In the town as everywhere else, the people are the source of social powers, but nowhere else do they exercise their power more directly. In America, the people are a master who has to be pleased to the greatest possible degree.
In New England, the majority acts through representatives when the general affairs of the state must be dealt with. This was necessary; but in the town, where legislative and governmental action is closer to the governed, the law of representation is not accepted.h There is no town council; the body of voters, after naming their magistrates, directs them in everything that is not the pure and simple execution of the laws of the state.2
This state of things is so contrary to our ideas, and so opposed to our habits, that it is necessary to provide a few examples here for it to be well understood.
Public offices are extremely numerous and highly divided in the town, as we will see below. The largest part of administrative powers is concentrated, however, in the hands of a small number of individuals elected annually who are called selectmen.3
The general laws of the state have imposed a certain number of obligations on the selectmen. To fulfill them they do not need the authorization of those under their jurisdiction, and they cannot avoid their obligations without engaging their personal responsibility. State law charges them, for example, with drawing up the electoral lists in their town; if they fail to do so, they make themselves guilty of a misdemeanor. But in all things that are left to the direction of the town authority, the selectmen are the executors of the popular will, as with us the mayor is the executor of the deliberations of the town council. Most often they act on their private responsibility and, in actual practice, only carry out the implications of principles previously set down by the majority. But if they want to introduce any change whatsoever in the established order, if they desire to pursue a new undertaking, they must return to the source of their power. Suppose that it is a question of establishing a school: the selectmen convoke on a given day, in a place specified in advance, the whole body of voters; there, they set forth the need that is felt; they show the means to satisfy it, the money that must be spent, the location that should be chosen. The assembly, consulted on all those points, adopts the principle, determines the location, votes the tax and puts the execution of its will into the hands of the selectmen.

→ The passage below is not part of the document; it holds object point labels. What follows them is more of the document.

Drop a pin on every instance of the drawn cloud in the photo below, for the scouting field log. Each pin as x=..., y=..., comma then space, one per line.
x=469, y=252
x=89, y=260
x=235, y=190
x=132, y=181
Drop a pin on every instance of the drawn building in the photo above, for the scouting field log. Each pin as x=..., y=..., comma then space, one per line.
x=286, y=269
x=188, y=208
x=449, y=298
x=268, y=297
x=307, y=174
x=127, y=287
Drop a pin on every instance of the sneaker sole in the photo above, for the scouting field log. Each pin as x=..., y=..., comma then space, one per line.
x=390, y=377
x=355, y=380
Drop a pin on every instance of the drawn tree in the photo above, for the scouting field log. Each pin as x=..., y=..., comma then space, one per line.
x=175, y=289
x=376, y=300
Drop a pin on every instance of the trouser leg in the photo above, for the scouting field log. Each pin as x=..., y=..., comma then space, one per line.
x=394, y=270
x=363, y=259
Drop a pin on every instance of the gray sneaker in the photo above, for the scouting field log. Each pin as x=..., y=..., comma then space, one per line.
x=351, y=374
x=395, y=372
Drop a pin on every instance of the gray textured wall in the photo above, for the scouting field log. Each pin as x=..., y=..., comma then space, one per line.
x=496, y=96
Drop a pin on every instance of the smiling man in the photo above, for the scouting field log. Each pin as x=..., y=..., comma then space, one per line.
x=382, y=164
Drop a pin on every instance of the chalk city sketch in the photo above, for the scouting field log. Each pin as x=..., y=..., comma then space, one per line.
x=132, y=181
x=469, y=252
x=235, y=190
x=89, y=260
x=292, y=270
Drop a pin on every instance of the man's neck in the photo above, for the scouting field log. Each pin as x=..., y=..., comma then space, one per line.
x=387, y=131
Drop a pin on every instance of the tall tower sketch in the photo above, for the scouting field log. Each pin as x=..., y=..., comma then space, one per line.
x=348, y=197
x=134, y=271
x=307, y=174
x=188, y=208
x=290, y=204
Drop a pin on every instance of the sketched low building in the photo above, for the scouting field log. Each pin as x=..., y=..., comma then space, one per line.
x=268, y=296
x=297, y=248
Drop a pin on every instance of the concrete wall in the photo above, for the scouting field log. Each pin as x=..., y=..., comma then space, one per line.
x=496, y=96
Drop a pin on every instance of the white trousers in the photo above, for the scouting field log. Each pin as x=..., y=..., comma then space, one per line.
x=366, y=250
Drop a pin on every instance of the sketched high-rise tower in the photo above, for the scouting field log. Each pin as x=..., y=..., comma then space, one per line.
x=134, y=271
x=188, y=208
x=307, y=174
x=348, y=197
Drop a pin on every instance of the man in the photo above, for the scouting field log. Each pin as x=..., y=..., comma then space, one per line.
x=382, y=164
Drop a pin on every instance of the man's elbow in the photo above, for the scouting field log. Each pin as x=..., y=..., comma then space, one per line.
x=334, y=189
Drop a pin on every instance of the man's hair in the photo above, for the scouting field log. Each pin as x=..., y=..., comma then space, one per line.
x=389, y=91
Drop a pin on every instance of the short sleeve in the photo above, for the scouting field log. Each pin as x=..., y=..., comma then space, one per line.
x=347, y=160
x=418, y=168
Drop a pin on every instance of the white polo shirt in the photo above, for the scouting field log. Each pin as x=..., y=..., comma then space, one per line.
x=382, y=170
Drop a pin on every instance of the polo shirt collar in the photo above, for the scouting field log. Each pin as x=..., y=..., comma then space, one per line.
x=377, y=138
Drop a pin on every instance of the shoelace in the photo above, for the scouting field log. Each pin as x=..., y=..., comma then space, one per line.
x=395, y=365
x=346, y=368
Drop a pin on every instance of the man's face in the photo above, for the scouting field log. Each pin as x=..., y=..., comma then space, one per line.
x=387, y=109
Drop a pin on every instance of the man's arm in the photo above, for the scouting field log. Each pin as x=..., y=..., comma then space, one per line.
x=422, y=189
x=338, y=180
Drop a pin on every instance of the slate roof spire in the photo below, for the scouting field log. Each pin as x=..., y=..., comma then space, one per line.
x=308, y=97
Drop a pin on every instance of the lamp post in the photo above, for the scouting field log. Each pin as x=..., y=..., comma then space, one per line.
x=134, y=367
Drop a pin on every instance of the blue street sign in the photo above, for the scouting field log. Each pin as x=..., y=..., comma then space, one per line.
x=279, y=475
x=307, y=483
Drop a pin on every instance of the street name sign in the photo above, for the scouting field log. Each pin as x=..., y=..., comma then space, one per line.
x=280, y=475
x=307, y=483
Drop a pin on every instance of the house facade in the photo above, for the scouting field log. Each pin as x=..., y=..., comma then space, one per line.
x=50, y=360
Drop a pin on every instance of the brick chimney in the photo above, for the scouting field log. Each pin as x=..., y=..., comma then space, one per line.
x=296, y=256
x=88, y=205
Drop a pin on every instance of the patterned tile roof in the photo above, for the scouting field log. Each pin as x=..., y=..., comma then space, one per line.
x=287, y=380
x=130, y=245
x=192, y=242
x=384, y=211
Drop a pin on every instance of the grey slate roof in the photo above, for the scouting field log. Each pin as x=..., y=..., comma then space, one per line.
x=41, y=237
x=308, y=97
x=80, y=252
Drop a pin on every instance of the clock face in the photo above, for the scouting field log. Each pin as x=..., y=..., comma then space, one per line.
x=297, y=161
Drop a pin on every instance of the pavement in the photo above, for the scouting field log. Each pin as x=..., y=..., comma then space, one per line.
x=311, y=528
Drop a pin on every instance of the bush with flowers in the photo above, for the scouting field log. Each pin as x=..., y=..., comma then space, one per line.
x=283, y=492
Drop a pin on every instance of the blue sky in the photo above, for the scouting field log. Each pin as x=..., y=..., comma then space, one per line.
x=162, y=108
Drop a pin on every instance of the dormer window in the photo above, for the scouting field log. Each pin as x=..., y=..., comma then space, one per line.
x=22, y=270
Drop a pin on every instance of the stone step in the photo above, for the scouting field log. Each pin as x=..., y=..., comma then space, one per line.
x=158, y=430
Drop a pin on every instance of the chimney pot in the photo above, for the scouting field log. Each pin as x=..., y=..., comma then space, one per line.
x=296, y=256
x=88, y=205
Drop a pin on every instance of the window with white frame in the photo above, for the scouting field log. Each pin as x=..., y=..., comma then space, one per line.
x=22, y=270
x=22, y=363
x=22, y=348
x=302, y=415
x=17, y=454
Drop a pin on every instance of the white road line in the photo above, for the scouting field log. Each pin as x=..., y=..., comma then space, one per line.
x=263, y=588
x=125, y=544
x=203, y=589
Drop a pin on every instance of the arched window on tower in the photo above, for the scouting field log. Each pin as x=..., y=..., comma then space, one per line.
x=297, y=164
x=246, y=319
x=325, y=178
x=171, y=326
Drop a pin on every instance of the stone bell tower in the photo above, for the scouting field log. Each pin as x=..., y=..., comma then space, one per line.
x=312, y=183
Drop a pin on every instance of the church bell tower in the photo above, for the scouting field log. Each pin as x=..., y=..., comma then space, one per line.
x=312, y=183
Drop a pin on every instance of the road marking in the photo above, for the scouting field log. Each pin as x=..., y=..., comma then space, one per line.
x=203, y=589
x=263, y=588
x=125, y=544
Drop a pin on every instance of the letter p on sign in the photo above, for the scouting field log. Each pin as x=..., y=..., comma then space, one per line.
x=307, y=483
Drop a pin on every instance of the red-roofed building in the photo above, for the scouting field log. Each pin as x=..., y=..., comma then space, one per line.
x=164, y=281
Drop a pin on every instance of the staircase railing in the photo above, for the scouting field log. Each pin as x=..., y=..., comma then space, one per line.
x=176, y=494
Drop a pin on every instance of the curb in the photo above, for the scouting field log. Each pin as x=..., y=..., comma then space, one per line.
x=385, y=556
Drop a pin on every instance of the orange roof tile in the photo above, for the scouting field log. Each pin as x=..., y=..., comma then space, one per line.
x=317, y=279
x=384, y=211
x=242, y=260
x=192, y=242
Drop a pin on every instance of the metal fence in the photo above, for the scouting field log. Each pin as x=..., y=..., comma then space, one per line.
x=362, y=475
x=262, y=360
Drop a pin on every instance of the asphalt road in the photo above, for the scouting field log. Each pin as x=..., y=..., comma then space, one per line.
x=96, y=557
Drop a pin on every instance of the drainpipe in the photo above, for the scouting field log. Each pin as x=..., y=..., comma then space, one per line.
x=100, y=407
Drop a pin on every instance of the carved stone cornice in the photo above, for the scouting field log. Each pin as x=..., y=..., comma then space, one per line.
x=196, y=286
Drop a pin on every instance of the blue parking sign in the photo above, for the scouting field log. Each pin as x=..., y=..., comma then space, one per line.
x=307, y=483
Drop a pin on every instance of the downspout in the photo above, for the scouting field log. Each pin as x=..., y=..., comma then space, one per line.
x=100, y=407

Only the selectmen have the right to call the town meeting, but they can be made to do so. If ten property owners conceive a new project and want to submit it for approval by the town, they call for a general convocation of the inhabitants; the selectmen are obliged to agree to the call and only retain the right to preside over the meeting.4
Without a doubt, these political mores, these social customs are very far from us. At this moment I want neither to judge them nor to show the hidden causes that produce and animate them; I am limiting myself to presenting them.
The selectmen are elected annually in the month of April or May. At the same time the town meeting chooses a host of other town magistrates,5 appointed for certain important administrative tasks.k Some, known as assessors, must determine the tax; others, known as collectors, must collect it. One officer, called the constable, is charged with keeping the peace, supervising public places and assuring the physical execution of the laws. Another, named the town clerk, records all deliberations; he keeps minutes of the acts of the civil registry. A treasurer keeps the town funds. Add to these officers an overseer of the poor, whose duty, very difficult to fulfill, is to enforce the laws relative to the poor; school commissioners, who direct public education; road surveyors, who are responsible for all the routine tasks relating to the roadways, large and small; and you will have the list of the principal agents of town administration. But the division of offices does not stop there. You still find, among the town officers,6 parish commissioners who must regulate church expenses;m inspectors of various kinds, some charged with directing the efforts of citizens in case of fire; others, with overseeing the harvest; these, with temporarily relieving difficulties that can arise from fencing; those, with supervising wood allotments or with inspecting weights and measures.
In all, principal offices in the town number nineteen. Each inhabitant is obligated, under penalty of a fine, to accept these different offices; but also most of these offices are paid,n so that poor citizens can devote their time to them without suffering a loss. The American system, moreover, does not give any fixed salary to officers. In general, each act of their administration has a value, and they are remunerated only in proportion to what they have done.o
[h. ] For Tocqueville, the lack of representation is the principal characteristic of the town; he gives the town a role similar to that of the small republic in the thought of Rousseau. If here he asserts that the lack of representation is a characteristic of the town across the Atlantic, in the Ancien Régime et la Révolution (OC, II, 1, pp. 119-20), he will admit that in the parish of the old regime he found the lack of political representation and other traits that he had formerly judged as belonging only to North America.
[3. ] Three are elected in the smallest towns; nine, in the largest. See The Town Officer, p. 186. Also see the principal laws of Massachusetts relative to the selectmen:
Law of 20 February 1786, vol. I, p. 219;—24 February 1796, vol. I, p. 488;—7 March 1801, vol. II, p. 45;—16 June 1795, vol. I, p. 473;—12 March 1808, vol. II, p. 186;—28 February 1787, vol. I, p. 302;—22 June 1797, vol. I, p. 539.
[4. ] See Laws of Massachusetts, vol. I, p. 250; law of 23 March 1786.
[k. ] In the margin: “≠What makes town spirit powerful./
“Independence of the town.
“Importance of the town.
“Constant political life.
“Division of town powers.≠”
[6. ] All these magistrates actually exist in practice.
To know the details of the duties of all of these town magistrates, see the book entitled Town Officer, by Isaac Goodwin, Worcester 1829; and the collection of the general laws of Massachusetts in 3 vols., Boston, 1823.
[m. ] Tocqueville learned from Goodwin that in the United States the town inhabitants were obliged to contribute to the support of a Protestant minister. This seems to him nearly the sign of a State religion, and he says so to Sparks. Apparently in agreement, Sparks answers him: “It is one of those cases in which early prejudice, habit, and accidental causes, may pervert the sense of a majority and operate against the equal rights of the whole” (H.= B. Adams, Jared Sparks and Alexis de Tocqueville, p. 25).
[n. ] The manuscript says: “paid, little it is true, but enough, however, so that poor citizens . . .”
[o. ] I found myself in a Boston salon behind two respectable gentlemen who appeared to treat an important subject with interest:
“How much will that gain you much [sic]?” said one.
“It’s a fairly good business,” answered the other, “about one hundred dollars is given for each.”
“As you say,” replied the first, “that truly is a good business.”
Now, it concerned nothing less than two pirates who were to be hanged the next day. One of these speakers, who was the City Marshal, was obliged by his position to be present at the execution and to see that everything was done according to order. The law allocated to him for his right to be present one hundred dollars for each one hanged; and he spoke of these two condemned men like a pair of cattle that he had to sell the next day at the market.
Told by the consul (alphabetic notebook B, YTC, BIIa, and Voyage,OC, V, 1, p. 241).